Abstract

1. A field experiment was conducted with commercial broiler breeder females to assess the hypothesis that the provision of bunches of string and bales of wood shavings would provide attractive environmental enrichment and improve welfare by decreasing aggression and feather damage. 2. The experiment was a randomised block factorial design conducted in a commercial flock of 21 600 female broiler breeders in 12 pens of 1800 chicks. Treatments were environmental enrichment (4 plastic coated bales of wood shavings and 50 bunches of string) from hatch (EE1) or 8 weeks of age (EE2) and a control treatment with no environmental enrichment. There were 4 replicates (rooms). 3. Bird activity was videotaped at 5, 10 and 16 weeks of age and subsequently scored for the number of birds using the perch or pecking at a bale, drinker, litter and section of the wall at 10-min intervals for 4 h throughout the photoperiod (24 times/d). Aggression was assessed by determining the number of aggressive acts in 2-min intervals during 8 periods of the day.
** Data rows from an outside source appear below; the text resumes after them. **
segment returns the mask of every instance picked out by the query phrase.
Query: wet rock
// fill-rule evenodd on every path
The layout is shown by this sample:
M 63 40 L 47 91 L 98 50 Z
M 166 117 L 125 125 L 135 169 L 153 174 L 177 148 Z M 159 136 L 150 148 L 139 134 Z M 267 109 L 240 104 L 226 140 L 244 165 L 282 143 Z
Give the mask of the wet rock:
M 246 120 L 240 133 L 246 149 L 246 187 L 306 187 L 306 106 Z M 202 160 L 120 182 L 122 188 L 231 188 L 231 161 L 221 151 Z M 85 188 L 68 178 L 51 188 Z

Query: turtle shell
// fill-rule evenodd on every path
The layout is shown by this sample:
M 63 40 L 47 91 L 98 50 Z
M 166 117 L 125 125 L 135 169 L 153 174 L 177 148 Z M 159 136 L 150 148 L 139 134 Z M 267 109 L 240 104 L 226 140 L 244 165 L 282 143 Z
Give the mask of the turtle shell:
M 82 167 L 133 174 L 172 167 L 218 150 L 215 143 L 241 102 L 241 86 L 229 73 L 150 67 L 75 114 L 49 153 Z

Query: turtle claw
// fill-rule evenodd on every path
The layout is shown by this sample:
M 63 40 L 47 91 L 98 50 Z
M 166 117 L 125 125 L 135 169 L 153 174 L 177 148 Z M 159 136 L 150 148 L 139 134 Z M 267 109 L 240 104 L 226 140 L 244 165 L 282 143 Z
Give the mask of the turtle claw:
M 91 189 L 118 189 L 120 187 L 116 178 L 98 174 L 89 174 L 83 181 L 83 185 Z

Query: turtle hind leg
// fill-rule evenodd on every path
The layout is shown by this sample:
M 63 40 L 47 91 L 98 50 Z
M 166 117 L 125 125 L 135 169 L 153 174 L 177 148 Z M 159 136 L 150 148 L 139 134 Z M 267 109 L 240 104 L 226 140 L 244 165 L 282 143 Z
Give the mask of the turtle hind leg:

The skin and feather condition of 25 birds in each pen were scored at 6, 12 and 18 weeks and the condition of the string bunches was scored at the end of the experiment. 4. The proportion of birds pecking the bales, wall and litter declined and the proportion pecking at the drinker and using the perch increased with age. The number of birds pecking at the bale was similar in EE1 and EE2 at 10 and 16 weeks of age. 5. The string bunches were not extensively used. The condition of the bunches of string in EE2 was worse than in EE1 at the end of the experiment. 6. The number of aggressive acts increased with age and there was no consistent difference between treatments. 7. There was an increase with age in the damage score for feathers over the back and wings and around the tail and vent but no differences between treatments. 8. Provision of litter in the form of unopened bales of wood shavings was a commercially acceptable form of environmental enrichment, but there was no evidence that behavioural changes associated with feed restriction, including the prevalence of aggression, were improved.